Monday, July 20, 2009

Thing #3

As long as the school library has sufficient bandwidth to carry a Skype (or Skype-like) conversation without audio blips or video stutter, it can be a hub for all the wonderful opportunities for learning 'extra muros' that are outlined in the articles (esp. 50 Awesome ways to use Skype in the classroom ) .

In fact, with travel costs rising and school budgets shrinking, using Skype et al. can be the best way to expose our students to the Big World through visual field trips, author conferences, class-to-class exchanges, and the like.

My favorite idea is performing live for another group, like having the High School drama kids acting out a scene for the elementary students across town. Imagine the savings in bus costs, time, etc, as well as the potential for the big kids to watch the littlies perform in turn!

Thursday, July 16, 2009

Thing #2

Enjoying Wordle, of course http://www.wordle.net/gallery/wrdl/1002052/Sunshine_Foundation_grants_wish but in comparison, Wordsift's results seem rather staid. The Wordsift related images and potential links are okay, but after Wordle-ing, it would be boring to have so little control over layout & color of the word cloud in Wordsift.

I think that VoiceThread may have a slight edge over Glogster for student projects, because it allows comments from viewers/listeners and is more linear than the all-on-a-screen layout of Glogster. It is cool that video & audio can be embedded on either one.

Animoto wins easily in the next pair of tools, since students could concentrate on selecting the best photos and the arrangement that conveys their story/text/presentation best, accented by nifty music and professional appearance. Not sure how much educational value there is in Voki after the novelty of changing accents and the animated-paperdoll features of changing the avatar's appearance wears off.

Bookr is seriously fun! I can well imagine the searching practice that students could get by finding the best flickr photo to illustrate a set of terms, define colors in foreign language, and so on.

I like kangaroos...

Thing #1

Of course, you could substitute the term "school librarian" for "teacher" in the Networked Student video. (that's why "teacher-librarian" is the preferred term in Australia, etc)

Helping students learn how to discern authoritative information sources, to use the best tools for capturing and keeping up with their info, and to create knowledge products appropriate to the source, focus and audience - these are all tasks which fill the days of secondary school librarians - WHEN their administrative teams allow such learning strands to exist and thrive in the school library.
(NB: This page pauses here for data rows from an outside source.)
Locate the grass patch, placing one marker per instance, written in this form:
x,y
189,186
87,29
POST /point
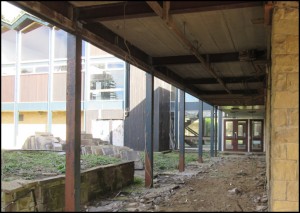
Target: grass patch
x,y
170,160
33,164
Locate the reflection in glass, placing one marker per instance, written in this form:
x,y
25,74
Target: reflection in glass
x,y
256,129
8,43
241,130
8,70
60,46
241,144
229,128
256,145
229,144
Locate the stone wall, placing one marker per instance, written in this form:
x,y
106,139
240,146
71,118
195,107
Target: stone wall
x,y
284,106
50,193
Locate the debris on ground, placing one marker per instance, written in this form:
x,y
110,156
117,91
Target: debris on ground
x,y
227,183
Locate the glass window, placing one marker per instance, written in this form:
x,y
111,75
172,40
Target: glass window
x,y
60,46
206,125
8,69
257,129
104,84
190,98
229,128
27,70
35,44
60,68
115,65
8,47
229,144
95,51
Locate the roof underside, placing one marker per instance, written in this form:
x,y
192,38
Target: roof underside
x,y
214,50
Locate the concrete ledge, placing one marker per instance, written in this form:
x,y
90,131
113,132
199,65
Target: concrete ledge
x,y
49,193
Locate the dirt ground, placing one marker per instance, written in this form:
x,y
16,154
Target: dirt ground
x,y
227,183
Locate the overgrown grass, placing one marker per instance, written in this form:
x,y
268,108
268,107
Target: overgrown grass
x,y
169,161
32,164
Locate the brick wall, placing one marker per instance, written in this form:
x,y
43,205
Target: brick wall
x,y
283,153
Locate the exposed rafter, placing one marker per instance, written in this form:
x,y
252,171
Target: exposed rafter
x,y
213,58
172,26
227,80
138,9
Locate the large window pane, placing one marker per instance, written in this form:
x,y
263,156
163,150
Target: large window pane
x,y
60,46
8,47
35,44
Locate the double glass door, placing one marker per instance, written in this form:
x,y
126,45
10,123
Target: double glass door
x,y
256,135
235,135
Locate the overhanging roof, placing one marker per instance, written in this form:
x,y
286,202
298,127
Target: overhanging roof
x,y
215,50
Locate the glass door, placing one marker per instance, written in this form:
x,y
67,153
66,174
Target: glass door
x,y
256,136
235,135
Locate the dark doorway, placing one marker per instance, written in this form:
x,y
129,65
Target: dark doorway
x,y
235,135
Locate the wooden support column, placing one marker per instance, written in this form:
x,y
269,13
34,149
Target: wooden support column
x,y
220,130
73,114
212,131
215,130
149,131
181,130
200,131
176,118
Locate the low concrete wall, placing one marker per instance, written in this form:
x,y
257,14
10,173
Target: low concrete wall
x,y
49,194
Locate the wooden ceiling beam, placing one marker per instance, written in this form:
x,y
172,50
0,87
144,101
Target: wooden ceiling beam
x,y
234,100
138,9
182,38
227,80
213,58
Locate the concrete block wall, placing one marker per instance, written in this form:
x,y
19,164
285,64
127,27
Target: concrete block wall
x,y
284,106
16,196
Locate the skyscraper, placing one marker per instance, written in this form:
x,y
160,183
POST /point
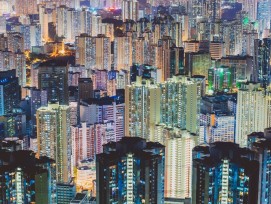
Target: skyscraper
x,y
123,53
251,115
223,173
9,92
261,58
53,77
54,138
142,109
132,171
130,10
25,178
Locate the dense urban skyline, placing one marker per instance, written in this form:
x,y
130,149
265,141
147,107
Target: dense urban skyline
x,y
135,101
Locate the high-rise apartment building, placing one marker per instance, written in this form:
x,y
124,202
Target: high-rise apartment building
x,y
224,173
252,112
123,53
262,61
180,102
142,109
136,167
130,10
9,92
26,179
54,138
53,77
178,161
83,141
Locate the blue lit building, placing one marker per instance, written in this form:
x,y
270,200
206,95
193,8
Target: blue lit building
x,y
130,171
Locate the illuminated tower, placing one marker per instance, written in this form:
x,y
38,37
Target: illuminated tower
x,y
135,165
223,173
180,102
53,76
129,10
54,138
102,52
142,109
82,143
251,113
9,92
178,179
25,7
123,53
262,52
61,24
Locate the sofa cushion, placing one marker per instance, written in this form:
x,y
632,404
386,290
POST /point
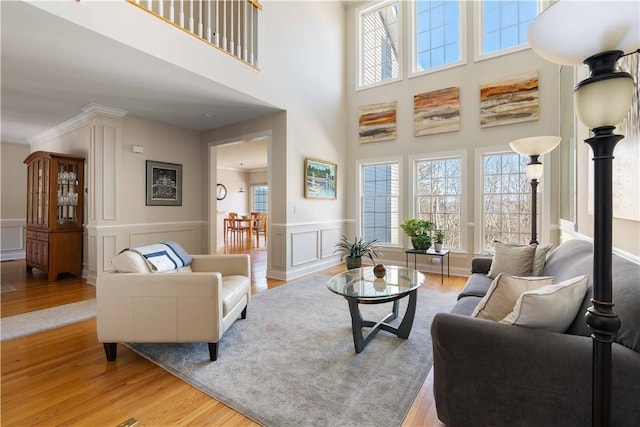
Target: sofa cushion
x,y
465,306
477,285
503,294
540,258
130,262
234,288
551,307
514,260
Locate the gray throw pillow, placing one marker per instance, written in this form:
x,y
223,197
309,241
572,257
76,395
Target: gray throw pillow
x,y
514,260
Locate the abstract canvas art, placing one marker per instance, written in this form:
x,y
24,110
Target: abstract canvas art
x,y
377,122
513,99
437,111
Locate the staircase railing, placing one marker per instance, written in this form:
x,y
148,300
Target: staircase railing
x,y
230,25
We must prepare our students to be learners-in-community - no one will have skills or knowledge enough to go it alone in the future (or even now). As the saying goes, "All of us is smarter than each of us."

Give a look at what Elvis says about learning and knowing (not that Elvis...) related to music
http://chriscollison.wordpress.com/2009/02/03/elvis-has-left-the-forum

Will it turn out that our students have left the building to learn what they need to succeed in the info world, or will school librarians give them the knowledge tools that transcend the walls?